REST API

REST (Representational State Transfer) is an architectural style for building networked APIs in which resources are identified by URLs and manipulated through a small fixed set of operations, typically the HTTP methods GET, POST, PUT, PATCH, and DELETE. A REST API exposes the application as a collection of resources that clients read and modify by exchanging representations (most often JSON).

How it works

A REST API models the domain as resources (/users, /orders/42) and uses HTTP verbs to act on them: GET to read, POST to create, PUT to replace, PATCH to partially update, DELETE to remove. Each request is self-contained. Status codes communicate the outcome (2xx success, 4xx client error, 5xx server error).

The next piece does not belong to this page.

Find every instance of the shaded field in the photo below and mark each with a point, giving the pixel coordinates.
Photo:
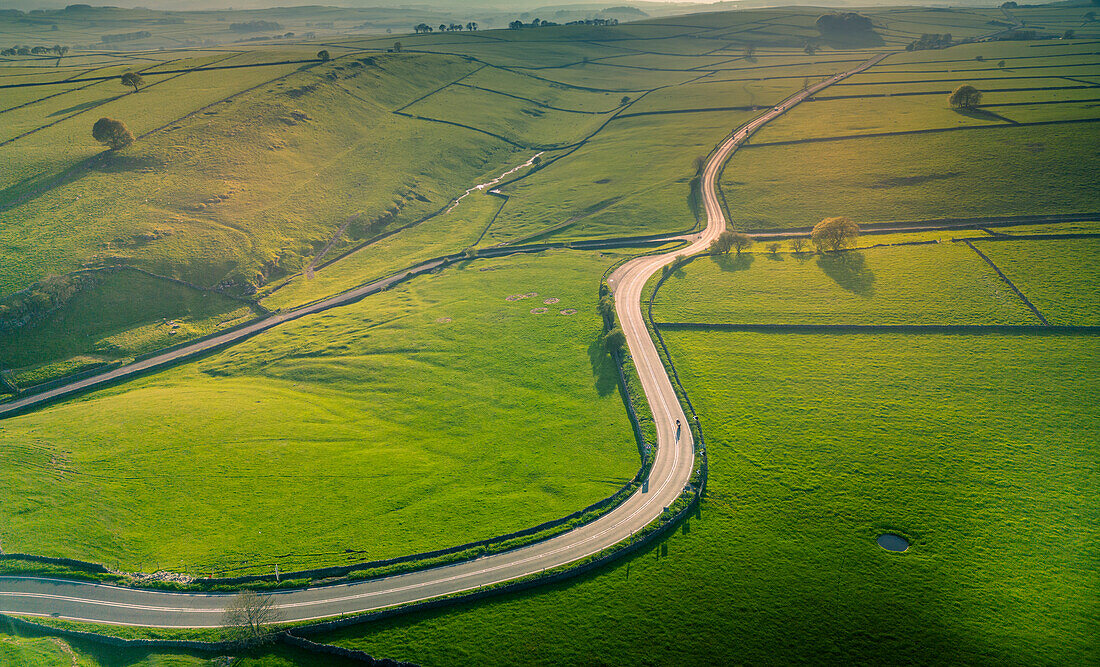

True REST as defined by Fielding requires hypermedia (HATEOAS): responses include links to related resources, decoupling clients from URL structure.

REST vs GraphQL vs gRPC

  • REST. Resource-oriented over HTTP, JSON by default. Cache-friendly, browser-friendly, ubiquitous tooling.
  • GraphQL. Query language over a single endpoint. Clients specify exactly the fields they need. Strong for aggregating data across services, weaker for caching.
  • gRPC. Binary protocol over HTTP/2, schema defined in protobuf. High performance, strongly typed, suited for internal service-to-service traffic.

Origin

Defined in Roy Fielding's 2000 doctoral dissertation, Architectural Styles and the Design of Network-based Software Architectures. Fielding was one of the principal authors of the HTTP/1.1 specification.